Denby Plates it up at Morley

Clay taken from a site within Bondholder Morley Hayes’ Derbyshire Farms has made it back home, after being used by fellow Bondholder Denby Pottery to craft a selection of tableware which is now in use in Morley Hayes’ two AA rosette Dovecote restaurant. 

Some of the clay used to produce Morley Hayes’ new ‘Halo’ crockery originated from an open cast mine on Holly Mount Farm, Smalley, which is located close to the Morley Hayes complex and owned by Andrew and Robert Allsop.

Denby Pottery purchased 50,000 tonnes of clay from the open cast mine, which was the last mine of its kind in the UK. Some of this clay has gone into creating Morley Hayes’ new plates, bowls and mugs from Denby’s popular ‘Halo’ collection, which are now being used in the award-winning Dovecote restaurant.

The stoneware clay, named after its stone-like appearance and hardness after firing, will also be mixed with quartz, feldspar and recycled clay and used in Denby products for at least another two decades.

Denby is in fact the only pottery that acquired any of the Holly Mount Farm clay, with none of the remaining clay being sold to any other potteries.

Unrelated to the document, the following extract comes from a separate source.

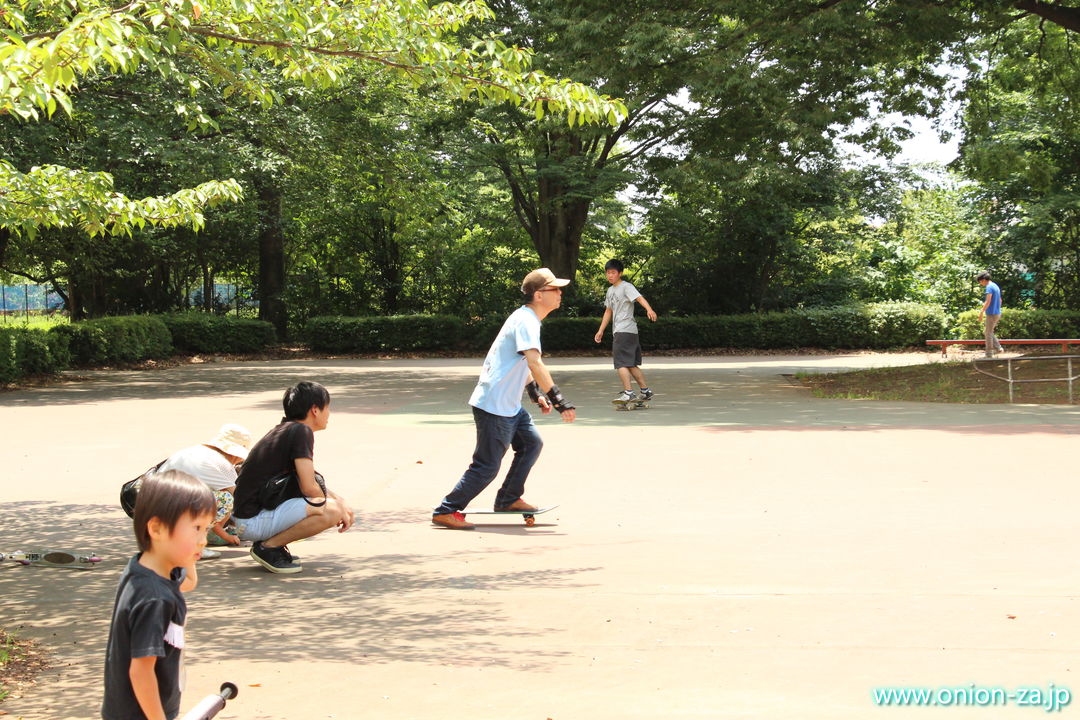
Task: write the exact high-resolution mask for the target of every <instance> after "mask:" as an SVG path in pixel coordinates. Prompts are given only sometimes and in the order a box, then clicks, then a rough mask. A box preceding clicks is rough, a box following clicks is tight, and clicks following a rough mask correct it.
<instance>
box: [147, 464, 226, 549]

Commenting on the creation of Pottery from the Smalley clay Dean Barlow, head of manufacturing at Denby Pottery, said: "We’ve previously supplied Morley Hayes with crockery that has been used across the complex, but this collaboration has been particularly satisfying as we’ve taken materials from Morley Hayes’ own land and transformed it into beautiful pieces of tableware that will be used daily in the restaurant.

“Denby have generations of experience of using clay locally sourced in Derbyshire and the stoneware clay that was uncovered in the Smalley mine was a perfect fit and met all the specifications required to make Denby pottery.

“We’ve visited the Dovecote Restaurant at Morley Hayes several times since it started using our ‘Halo’ crockery, and it is holding up fantastically. The unique design of the items is incredibly striking, and the pieces look fantastic within the Dovecote’s setting.”

Andrew Allsop, managing director of Morley Hayes, added: “We’ve developed a close relationship with Denby Pottery over the years as we are both committed to supporting our local community.

“When we heard that Denby Pottery were acquiring some of the clay taken from the mine on our Farm, we spoke to the development team about producing some bespoke crockery for us. It’s quite fitting that materials that have been taken from our land, are back with us, being utilised throughout the Morley Hayes complex.

“We’ve received many compliments from customers commenting on our new crockery, and I really enjoy telling people that the pieces were made from clay taken from our own land!”